StreamNet compiles two specific levels of data: 1) high level indicators of fish population health; and 2) fish abundance estimates and abundance indexes at local scales. As a first step, before data are shared with StreamNet they undergo rigorous review at the source agency (StreamNet Data-Contributing Partners' QA/QC Procedures). All compiled data then pass a series of rigorous QA/QC data validation steps, include supporting metadata and, where applicable, have links to reference documents at the StreamNet Library.
Data Exchange Standard
Fish abundance and abundance index data, including reference documents, in the StreamNet database must conform to StreamNet’s Data Exchange Standard (DES). That document precisely defines the data elements, their organization in tables, and required formats. The DES serves as the common denominator for the specific data types contained in the database.
Adherence to the DES assures that data can be loaded into the database, can be queried accurately, and are equivalent for further analysis by users. Additions or changes to the DES are made following a formal documented procedure.
Conversion of source data to the DES is the responsibility of the project’s data stewards in the StreamNet partners (agencies and tribes) that supply data to the database. QA procedures are applied by the agency data stewards, and automated validation routines are run when the data are submitted to the central database at PSMFC. All validation failures result in rejection of the data record, and the reasons for rejection are reported. Any errors are conveyed back to the original data collectors, thus creating a feedback mechanism that promotes data quality improvements all the way to the projects that collect the field data.
An essentially identical process is used for the high level indicator data (the "Coordinated Assessments" population-scale high level indicator data).
Automated Data Validation
This is the current list of Data Validation Rules.
We use an automated data validation and loading system that provides real time feedback on the success (or not) of data validation.

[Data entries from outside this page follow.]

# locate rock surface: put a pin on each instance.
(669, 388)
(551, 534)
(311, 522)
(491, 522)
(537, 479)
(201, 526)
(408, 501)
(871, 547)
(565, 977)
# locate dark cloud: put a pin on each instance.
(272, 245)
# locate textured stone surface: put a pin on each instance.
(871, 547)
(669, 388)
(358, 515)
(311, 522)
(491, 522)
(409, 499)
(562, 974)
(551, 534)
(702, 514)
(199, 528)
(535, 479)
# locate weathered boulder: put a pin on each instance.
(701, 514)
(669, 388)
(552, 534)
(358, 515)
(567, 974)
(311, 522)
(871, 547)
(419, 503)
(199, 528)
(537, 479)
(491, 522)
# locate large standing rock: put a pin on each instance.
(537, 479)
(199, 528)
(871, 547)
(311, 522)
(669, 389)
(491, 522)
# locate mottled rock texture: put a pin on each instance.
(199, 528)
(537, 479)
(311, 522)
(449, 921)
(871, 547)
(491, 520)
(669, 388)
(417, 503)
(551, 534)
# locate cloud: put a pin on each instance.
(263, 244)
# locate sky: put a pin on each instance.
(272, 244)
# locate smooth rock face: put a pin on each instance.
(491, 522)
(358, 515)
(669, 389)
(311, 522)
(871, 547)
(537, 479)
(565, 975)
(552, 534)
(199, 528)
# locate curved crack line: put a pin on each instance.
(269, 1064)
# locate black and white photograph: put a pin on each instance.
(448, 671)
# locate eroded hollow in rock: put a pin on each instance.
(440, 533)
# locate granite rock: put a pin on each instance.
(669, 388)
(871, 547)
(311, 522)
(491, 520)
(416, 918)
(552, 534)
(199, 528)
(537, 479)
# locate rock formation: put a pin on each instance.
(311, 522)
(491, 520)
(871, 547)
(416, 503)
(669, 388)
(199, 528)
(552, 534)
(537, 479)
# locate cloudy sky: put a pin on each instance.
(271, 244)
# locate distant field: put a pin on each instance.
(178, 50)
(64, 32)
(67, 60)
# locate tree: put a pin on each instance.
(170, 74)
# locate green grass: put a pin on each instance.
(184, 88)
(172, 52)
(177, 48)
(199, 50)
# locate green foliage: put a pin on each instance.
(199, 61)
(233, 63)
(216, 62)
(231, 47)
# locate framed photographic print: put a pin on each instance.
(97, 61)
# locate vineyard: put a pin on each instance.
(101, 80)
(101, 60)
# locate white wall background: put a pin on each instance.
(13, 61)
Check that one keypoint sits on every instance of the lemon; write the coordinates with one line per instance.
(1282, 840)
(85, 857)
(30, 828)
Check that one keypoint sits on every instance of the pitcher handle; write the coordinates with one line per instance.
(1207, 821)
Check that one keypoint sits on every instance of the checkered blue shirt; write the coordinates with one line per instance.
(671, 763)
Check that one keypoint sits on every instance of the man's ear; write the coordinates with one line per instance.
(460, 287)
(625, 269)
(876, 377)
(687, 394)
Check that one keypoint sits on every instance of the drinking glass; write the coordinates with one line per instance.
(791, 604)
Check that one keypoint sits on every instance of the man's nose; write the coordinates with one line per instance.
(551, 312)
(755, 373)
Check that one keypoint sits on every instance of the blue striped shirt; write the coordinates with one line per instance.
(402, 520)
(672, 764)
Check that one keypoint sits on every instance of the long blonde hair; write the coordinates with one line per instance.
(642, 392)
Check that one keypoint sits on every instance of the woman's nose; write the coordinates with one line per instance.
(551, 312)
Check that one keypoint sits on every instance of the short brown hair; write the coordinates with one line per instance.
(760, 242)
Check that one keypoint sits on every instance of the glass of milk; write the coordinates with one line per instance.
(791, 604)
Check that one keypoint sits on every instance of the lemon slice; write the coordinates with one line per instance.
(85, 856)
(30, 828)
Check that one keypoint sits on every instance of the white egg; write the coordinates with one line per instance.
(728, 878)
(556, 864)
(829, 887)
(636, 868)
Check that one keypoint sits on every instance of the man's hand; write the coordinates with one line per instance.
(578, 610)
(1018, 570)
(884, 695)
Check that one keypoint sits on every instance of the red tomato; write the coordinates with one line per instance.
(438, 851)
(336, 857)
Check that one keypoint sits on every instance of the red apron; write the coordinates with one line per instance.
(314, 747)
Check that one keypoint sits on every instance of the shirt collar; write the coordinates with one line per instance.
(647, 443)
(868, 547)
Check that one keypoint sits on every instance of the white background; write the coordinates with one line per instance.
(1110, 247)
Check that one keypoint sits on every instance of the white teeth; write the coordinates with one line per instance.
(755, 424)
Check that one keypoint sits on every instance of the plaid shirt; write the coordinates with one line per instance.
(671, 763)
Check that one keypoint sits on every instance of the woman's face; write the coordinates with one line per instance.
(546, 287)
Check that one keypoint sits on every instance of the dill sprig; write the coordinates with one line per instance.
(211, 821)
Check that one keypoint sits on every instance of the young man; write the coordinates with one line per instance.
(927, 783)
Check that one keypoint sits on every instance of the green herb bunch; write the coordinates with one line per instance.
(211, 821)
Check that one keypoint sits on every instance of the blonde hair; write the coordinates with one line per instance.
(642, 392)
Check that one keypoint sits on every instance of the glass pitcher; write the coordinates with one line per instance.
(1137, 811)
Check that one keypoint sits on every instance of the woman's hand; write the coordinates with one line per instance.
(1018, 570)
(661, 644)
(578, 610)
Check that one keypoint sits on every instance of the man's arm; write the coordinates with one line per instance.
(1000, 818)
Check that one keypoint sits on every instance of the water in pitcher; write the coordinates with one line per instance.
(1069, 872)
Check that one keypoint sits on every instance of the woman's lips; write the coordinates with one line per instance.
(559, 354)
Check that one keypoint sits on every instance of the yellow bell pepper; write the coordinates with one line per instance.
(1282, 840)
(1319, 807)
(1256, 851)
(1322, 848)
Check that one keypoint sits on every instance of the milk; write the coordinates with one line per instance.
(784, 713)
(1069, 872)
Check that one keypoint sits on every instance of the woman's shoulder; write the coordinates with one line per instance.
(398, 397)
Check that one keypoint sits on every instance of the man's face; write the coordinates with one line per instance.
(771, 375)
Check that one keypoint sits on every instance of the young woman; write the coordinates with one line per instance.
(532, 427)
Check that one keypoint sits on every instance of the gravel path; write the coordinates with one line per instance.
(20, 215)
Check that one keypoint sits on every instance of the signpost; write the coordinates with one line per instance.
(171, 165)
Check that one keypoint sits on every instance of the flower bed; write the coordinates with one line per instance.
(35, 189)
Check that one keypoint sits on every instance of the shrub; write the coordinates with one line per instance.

Data are submitted one record at a time, and multiple validation checks are run on each record at three levels. First, each field has its own set of rules. Examples include ensuring numeric fields do not contain text, ensuring codes fall within the group of allowable values, and ensuring text strings are within acceptable length ranges. The second level of validation ensures that values in the various fields within a data record are compatible. For example, if a record is submitted for spring run coho salmon, it is rejected because there is no spring run of that species. The third level of validation looks for data problems between rows of data within a table. This serves to prevent duplicate data. A useful feature of the automated validation routines is that the data may be run against the validation rules and an error report obtained without actually submitting any data for inclusion in the database. This feature allows data providers to check entire sets of data, fix all errors, and then submit a complete data set after it is known all records will pass validation. The interface used for data submission allows for adding new records, for changing existing records, and for deleting existing records.
Enhancements at the Central Database
We track the date and time records are created and updated. Stored procedures automate the creation of data in various internal tables that enhance the filtering and rapid retrieval of data. When a request is made to delete a record, it is instead moved to a separate archive table rather than being deleted from the central StreamNet database. Thus the central database functions as a backup for all data that have been submitted and can be used to recover data in the unlikely event data are irretrievably lost at the submitting partner. Georeferencing is developed and maintained, allowing the integrated query system to find local-scale data by HUC, NPCC subbasin, or state/county. We maintain a custom set of web services that allow Northwest Power and Conservation Council to retrieve via automation specific sets of detailed time series data and StreamNet Library reference documents for use in their dashboards and other web pages.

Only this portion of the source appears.